Winx Club: Magical Fairy Party is a 2012 video game developed by 1st Playable Productions and released on October 30, 2012 for the Nintendo DS.

It is the tenth video game based on the animated series Winx Club, and the first one published during the time the series was co-produced by Nickelodeon. It received positive reviews.

==Gameplay==
Unlike most Nintendo DS titles, Winx Club: Magical Fairy Party is played vertically instead of horizontally, which requires the player to hold the DS system sideways like a book. The game is played by tapping the stylus on the touch screen.

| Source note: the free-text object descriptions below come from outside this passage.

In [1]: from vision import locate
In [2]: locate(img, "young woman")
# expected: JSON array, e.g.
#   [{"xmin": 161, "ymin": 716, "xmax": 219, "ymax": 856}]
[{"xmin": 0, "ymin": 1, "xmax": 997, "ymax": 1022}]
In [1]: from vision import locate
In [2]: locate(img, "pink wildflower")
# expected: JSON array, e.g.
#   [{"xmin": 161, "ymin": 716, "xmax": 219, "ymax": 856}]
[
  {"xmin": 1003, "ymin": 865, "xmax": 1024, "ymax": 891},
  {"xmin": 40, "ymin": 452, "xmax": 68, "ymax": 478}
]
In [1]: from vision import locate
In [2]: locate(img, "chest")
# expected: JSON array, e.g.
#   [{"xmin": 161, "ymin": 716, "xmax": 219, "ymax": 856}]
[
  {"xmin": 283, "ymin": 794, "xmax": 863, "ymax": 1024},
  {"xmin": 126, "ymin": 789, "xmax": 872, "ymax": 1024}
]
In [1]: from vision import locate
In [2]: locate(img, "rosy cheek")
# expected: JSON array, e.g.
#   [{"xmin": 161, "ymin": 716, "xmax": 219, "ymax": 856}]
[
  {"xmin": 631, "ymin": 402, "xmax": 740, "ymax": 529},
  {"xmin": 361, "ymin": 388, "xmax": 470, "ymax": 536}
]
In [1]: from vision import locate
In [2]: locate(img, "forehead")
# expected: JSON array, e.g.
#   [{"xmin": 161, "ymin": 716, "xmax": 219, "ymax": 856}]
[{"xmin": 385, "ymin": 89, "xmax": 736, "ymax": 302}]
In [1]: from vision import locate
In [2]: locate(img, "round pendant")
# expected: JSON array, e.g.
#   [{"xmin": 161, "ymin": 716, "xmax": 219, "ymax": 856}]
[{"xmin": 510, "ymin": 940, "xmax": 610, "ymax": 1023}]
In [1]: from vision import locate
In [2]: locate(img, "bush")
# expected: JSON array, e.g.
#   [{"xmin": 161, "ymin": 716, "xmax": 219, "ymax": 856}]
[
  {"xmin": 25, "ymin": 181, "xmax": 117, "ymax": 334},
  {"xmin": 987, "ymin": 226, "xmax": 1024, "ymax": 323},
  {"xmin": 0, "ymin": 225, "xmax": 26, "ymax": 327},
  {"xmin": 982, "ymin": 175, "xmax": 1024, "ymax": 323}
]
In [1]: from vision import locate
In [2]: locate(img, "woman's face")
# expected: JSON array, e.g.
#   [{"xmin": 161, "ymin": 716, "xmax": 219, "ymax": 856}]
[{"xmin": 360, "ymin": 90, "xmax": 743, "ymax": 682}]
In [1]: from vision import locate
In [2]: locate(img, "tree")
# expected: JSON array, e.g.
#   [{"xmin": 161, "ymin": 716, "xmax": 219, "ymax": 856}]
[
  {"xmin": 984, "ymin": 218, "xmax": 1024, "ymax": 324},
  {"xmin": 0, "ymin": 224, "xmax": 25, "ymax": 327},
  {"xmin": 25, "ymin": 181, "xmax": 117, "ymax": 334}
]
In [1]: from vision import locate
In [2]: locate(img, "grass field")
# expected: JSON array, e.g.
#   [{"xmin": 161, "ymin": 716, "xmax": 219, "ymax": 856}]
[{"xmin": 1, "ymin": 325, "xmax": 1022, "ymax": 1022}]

The storyline covers a year at Alfea College for Fairies, where the player is a new student. The player designs the new fairy by choosing from hundreds of different clothing and wing designs. Through a series of minigames, the player helps prepare for an end-of-year party. Each of these games is based on one of the six main characters from Winx Club. The minigames are Bloom's Fireworks (making fireworks by matching shapes), Stella's Cakes (decorating a cake), Tecna's Poster Store (designing and coloring posters), Aisha's Alchemy (connecting straws to mix fruit punch), Musa's Music (choosing a soundtrack by collecting music notes), and Flora's Centerpieces (decorating a plant centerpiece).

==Development==
The game was released as part of a two-game deal between Nickelodeon and D3 Publisher, the other game being Victorious: Taking the Lead.

==Reception==
Winx Club: Magical Fairy Party received generally positive reviews. Kayla Zay of The Denver Post gave the game 3.5 out of 4 stars. She wrote, "I have to admit, the different outfits and designing cakes were surprisingly fun. The game is set up for the design enthusiast... A fully customizable game, Winx Club: Magical Fairy Party will not disappoint your little fashionista." Common Sense Media's Erin Bell gave the game 3 out of 5 stars, writing that it "is a fun dress-up game for tween girls, with hundreds of outfits and accessories to adorn a fairy character. However, the storytelling is weak, and the mini-games become repetitive since they don't scale to greater difficulty."